Die charismatischen Augen, die sich auf den meisten Tempeln in Nepal aufgemalt finden, bilden ein spirituelles Wahrzeichen des Landes. Oft an allen vier Seiten eines Stupa und wie in die Ferne weisend, symbolisieren sie den allumfassenden Blick und die unendliche Weisheit Buddhas. Am magischsten ist ein Besuch beim 36 Meter hohen Bodnath Tempel wohl während einer Vollmondnacht. Auf den einem Mandela nachempfundenen Terrassen und um das Gebäude herum, werden tausende kleiner Butterlämpchen entzündet, was für einen wirklich bezaubernden Anblick sorgen muss.

Thamel, mehr als nur das Zentrum für Touristen

Das touristische Zentrum der nepalesischen Hauptstadt befindet sich in Thamel. Bei Reisenden aus aller Welt bekannt, findet man in diesem quirligen Stadtteil noch einiges mehr als nur zahlreiche und billige, wie Perlen an einer Schnur aneinander gereihte Souvenirshops, aufdringliche und lautstarke Tourenanbieter, einfache Guesthouses, Restaurants und Cafés. Obwohl ein gemütlicher Bummel durch eben diese lauten, chaotischen und staubigen Gässchen zugegebenermaßen auch seinen ganz speziellen Reiz hat. Vor allem die auf einen Schlag gleich viel ruhigere Mandala Street im Herzen von Thamel ist eine echte Oase.
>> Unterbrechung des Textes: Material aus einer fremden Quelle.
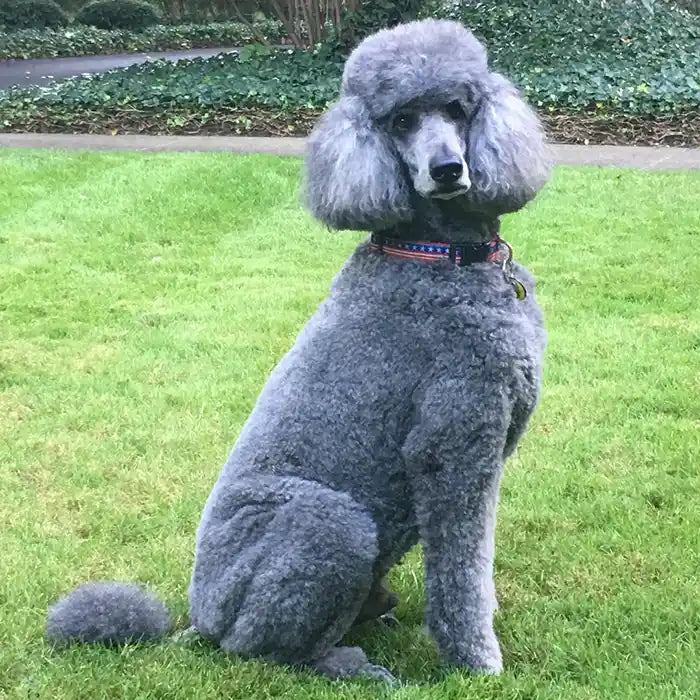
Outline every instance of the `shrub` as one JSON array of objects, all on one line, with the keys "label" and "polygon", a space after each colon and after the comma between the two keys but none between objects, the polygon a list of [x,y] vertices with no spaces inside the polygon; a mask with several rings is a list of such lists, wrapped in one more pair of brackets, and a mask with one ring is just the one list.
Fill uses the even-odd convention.
[{"label": "shrub", "polygon": [[139,30],[157,24],[160,17],[144,0],[94,0],[81,8],[75,19],[98,29]]},{"label": "shrub", "polygon": [[68,24],[68,16],[54,0],[0,0],[0,26],[44,29]]},{"label": "shrub", "polygon": [[[256,22],[255,30],[270,42],[278,42],[282,35],[280,25],[270,20]],[[0,33],[0,60],[241,46],[254,40],[250,27],[236,22],[157,24],[141,32],[73,25],[62,30],[25,29]]]}]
Lauschige Dachterrassen, individuelle Shops und hübsche Restaurants, in denen es sich ganz traditionell auf weichen Kissen auf dem Boden sitzt, locken hier mit Ruhe, entspannten Einkaufsfreuden und nepalesischen Köstlichkeiten. Die Momos mit den verschiedenen Füllungen aus Gemüse, Fleisch und Käse muss man einfach probiert haben.

Ebenfalls in Thamel befindet sich der zum UNESCO Weltkulturerbe gehörende Durbar-Platz mit dem Königspalast. Einer der Orte, den das Beben vor nun sechs Jahren besonders schlimm verwüstet hat. Dennoch lohnt sich ein Besuch, denn die Dichte an historischen Gebäuden und Palästen, die alle im gleichen, farbenfrohen nepalesischen Architekturstil erbaut wurden, ist unübertroffen. Während sich Hunderte von Tauben auf den mit filigranen Holzschnitzereien verzierten Balkonen und Tempeldächern tummeln, zeigt sich jeden Tag um 16 Uhr die Kumari Devi im Kumari Ghar Tempel. Ein Mädchen, das vom Volk zu einer lebenden Göttin ernannt wurde.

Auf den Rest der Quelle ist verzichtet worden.